Hier möchte ich nun einen Punkt machen und Sie als potenzielle Wählerinnen und Wähler mit in die Pflicht nehmen. Nach dem die Ausgangslagen damals wie heute nicht identisch sind, wir aber dennoch wissen, dass die AfD die Begriffe Remigration und Abschiebetickets in ihr Wahlprogramm aufgenommen hat, sie sich als Partei weiter radikalisiert hat und wir alle nicht wissen, wohin mit ihr die Reise führen kann, glauben Sie oder halten Sie es für möglich, dass diese AfD unserer Demokratie den Kipppunkt bereiten wird? Sie müssen mir nicht antworten, aber denken Sie in der Wahlkabine daran, dass wir darüber gesprochen haben.

Noch in diesem Jahr werden durch Außen-Einflüsse, Krisen und die Stagnation unserer Wirtschaft sich unsere Binnenlage drastisch verändern, wir werden steigende Arbeitslosigkeit bekommen und unsere persönlichen Lebensverhältnisse werden sich anpassen müssen. Damit nähern wir uns noch lange nicht den Verhältnissen der 1933
Jahre. Es fehlt uns das Abducken und die Angst vor den Schlägertrupps der SA und der GEStAPO der SS, was für eine freie Demokratie ja das Lebens-Elixier bedeutet. Wie aber diese ständige Angst das Leben erwachsener Menschen im Alltag verändern kann, das habe ich als kinderlandverschicktes Kind in der Endphase des Krieges erfahren dürfen und für mein Leben abgespeichert. Niemanden wünsche ich dieses Dauerpressing der Psyche. Diese Prägung ließ mich diesen Text schreiben. Und jeder der die AfD heute für eine ganz normale Partei hält und sie durch eine persönliche Wahlentscheidung auf demokratischem Wege zur Macht verhilft, der unterschätzt die Wandlungsfähigkeit dieser Partei. Nehmen wir ihre Radikalisierung ernst. Wer andere Menschen, ganze Gruppen zu Feindbilder hochstilisiert, der macht auch später vor den eigenen Leuten keinen Halt.

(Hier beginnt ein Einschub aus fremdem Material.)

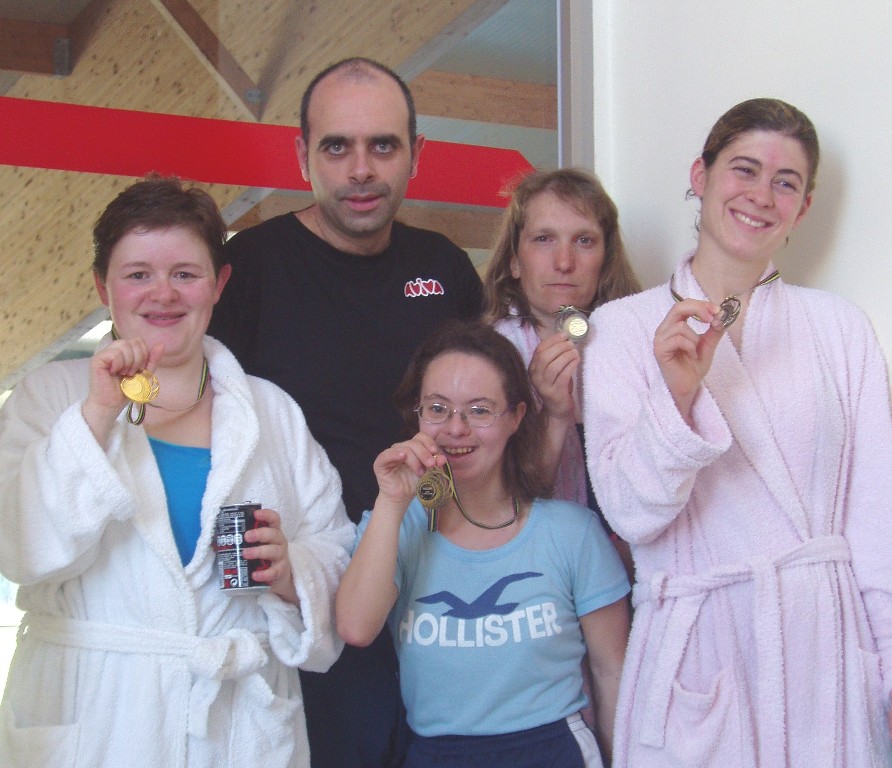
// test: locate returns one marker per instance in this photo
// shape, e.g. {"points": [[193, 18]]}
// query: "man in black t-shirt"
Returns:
{"points": [[329, 303]]}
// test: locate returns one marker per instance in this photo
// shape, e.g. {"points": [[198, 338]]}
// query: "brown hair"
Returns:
{"points": [[584, 192], [765, 115], [154, 203], [522, 472]]}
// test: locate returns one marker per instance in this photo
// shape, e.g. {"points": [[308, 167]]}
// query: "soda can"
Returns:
{"points": [[236, 574]]}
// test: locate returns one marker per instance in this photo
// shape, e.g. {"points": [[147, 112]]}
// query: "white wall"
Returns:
{"points": [[665, 71]]}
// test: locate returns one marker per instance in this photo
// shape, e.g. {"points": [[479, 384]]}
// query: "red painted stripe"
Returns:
{"points": [[73, 137]]}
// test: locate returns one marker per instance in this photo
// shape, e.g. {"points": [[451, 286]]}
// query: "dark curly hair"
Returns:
{"points": [[158, 202]]}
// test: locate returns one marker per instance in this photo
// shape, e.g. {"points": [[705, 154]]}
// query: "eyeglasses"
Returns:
{"points": [[477, 416]]}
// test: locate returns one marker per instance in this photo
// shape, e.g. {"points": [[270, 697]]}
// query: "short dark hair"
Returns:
{"points": [[158, 202], [765, 114], [522, 471], [357, 66], [584, 192]]}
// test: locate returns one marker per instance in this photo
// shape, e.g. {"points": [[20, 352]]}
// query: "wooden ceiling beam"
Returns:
{"points": [[486, 99], [206, 46], [82, 29], [34, 48], [448, 37]]}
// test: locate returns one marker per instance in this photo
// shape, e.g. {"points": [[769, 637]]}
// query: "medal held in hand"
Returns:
{"points": [[434, 489], [573, 322], [141, 388]]}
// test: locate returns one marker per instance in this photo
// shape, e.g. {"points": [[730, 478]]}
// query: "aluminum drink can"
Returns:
{"points": [[235, 573]]}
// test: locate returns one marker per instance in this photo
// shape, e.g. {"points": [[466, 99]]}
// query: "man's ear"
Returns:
{"points": [[416, 153], [303, 156]]}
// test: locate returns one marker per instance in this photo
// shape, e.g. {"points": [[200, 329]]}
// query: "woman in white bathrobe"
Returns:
{"points": [[130, 654], [750, 467]]}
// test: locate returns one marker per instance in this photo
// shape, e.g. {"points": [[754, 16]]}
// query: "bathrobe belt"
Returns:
{"points": [[235, 654], [688, 593]]}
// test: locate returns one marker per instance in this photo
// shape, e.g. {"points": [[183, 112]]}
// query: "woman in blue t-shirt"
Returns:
{"points": [[493, 609]]}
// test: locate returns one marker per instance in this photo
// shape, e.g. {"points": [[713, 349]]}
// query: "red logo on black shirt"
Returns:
{"points": [[419, 287]]}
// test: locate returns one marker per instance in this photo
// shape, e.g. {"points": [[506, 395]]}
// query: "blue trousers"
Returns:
{"points": [[547, 746]]}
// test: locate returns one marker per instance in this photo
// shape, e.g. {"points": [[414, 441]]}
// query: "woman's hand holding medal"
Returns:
{"points": [[110, 366], [399, 468], [552, 373], [685, 356]]}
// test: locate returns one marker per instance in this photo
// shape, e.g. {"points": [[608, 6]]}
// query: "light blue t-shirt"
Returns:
{"points": [[489, 641], [184, 472]]}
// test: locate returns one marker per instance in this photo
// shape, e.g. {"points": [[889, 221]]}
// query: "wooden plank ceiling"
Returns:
{"points": [[227, 59]]}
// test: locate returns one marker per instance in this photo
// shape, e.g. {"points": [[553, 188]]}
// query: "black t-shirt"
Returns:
{"points": [[336, 330]]}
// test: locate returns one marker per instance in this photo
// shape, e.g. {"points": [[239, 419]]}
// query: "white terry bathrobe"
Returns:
{"points": [[762, 538], [125, 657]]}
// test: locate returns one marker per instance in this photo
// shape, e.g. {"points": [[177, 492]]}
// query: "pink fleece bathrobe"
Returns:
{"points": [[762, 537]]}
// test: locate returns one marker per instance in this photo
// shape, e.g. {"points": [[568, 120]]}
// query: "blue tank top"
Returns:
{"points": [[184, 471]]}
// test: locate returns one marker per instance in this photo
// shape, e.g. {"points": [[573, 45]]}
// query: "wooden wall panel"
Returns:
{"points": [[131, 56]]}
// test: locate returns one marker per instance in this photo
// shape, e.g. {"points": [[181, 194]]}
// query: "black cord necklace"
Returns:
{"points": [[436, 485]]}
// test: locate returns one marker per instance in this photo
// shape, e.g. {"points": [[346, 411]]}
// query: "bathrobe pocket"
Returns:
{"points": [[699, 723], [268, 723], [44, 745], [864, 704]]}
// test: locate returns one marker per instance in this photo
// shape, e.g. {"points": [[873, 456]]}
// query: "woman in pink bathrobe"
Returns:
{"points": [[741, 442]]}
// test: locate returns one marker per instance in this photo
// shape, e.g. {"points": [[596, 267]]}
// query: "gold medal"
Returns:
{"points": [[434, 489], [141, 388], [573, 322], [729, 310]]}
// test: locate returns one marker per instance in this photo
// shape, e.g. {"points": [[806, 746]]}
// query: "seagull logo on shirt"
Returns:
{"points": [[485, 605]]}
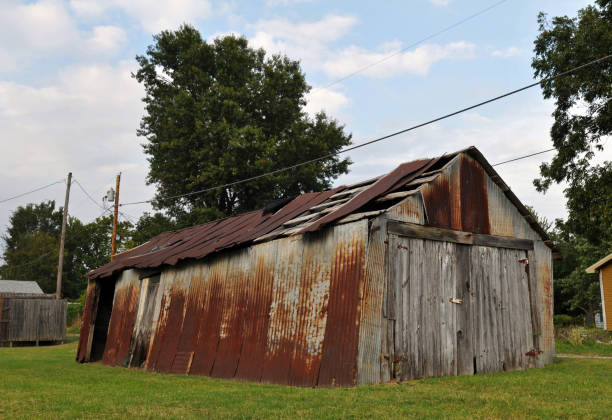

Ja -es hat sich gefühlt bei uns was verändert! Lassen wir keinen Kipppunkt unserer Demokratie zu. Die politischen Alternativen werden durch diesen Wahlkampf immer deutlicher, geben wir um unserer Kinder und Enkelkinder Willen nur demokratischen Parteien unsere Stimme. Ich zähle auf Sie.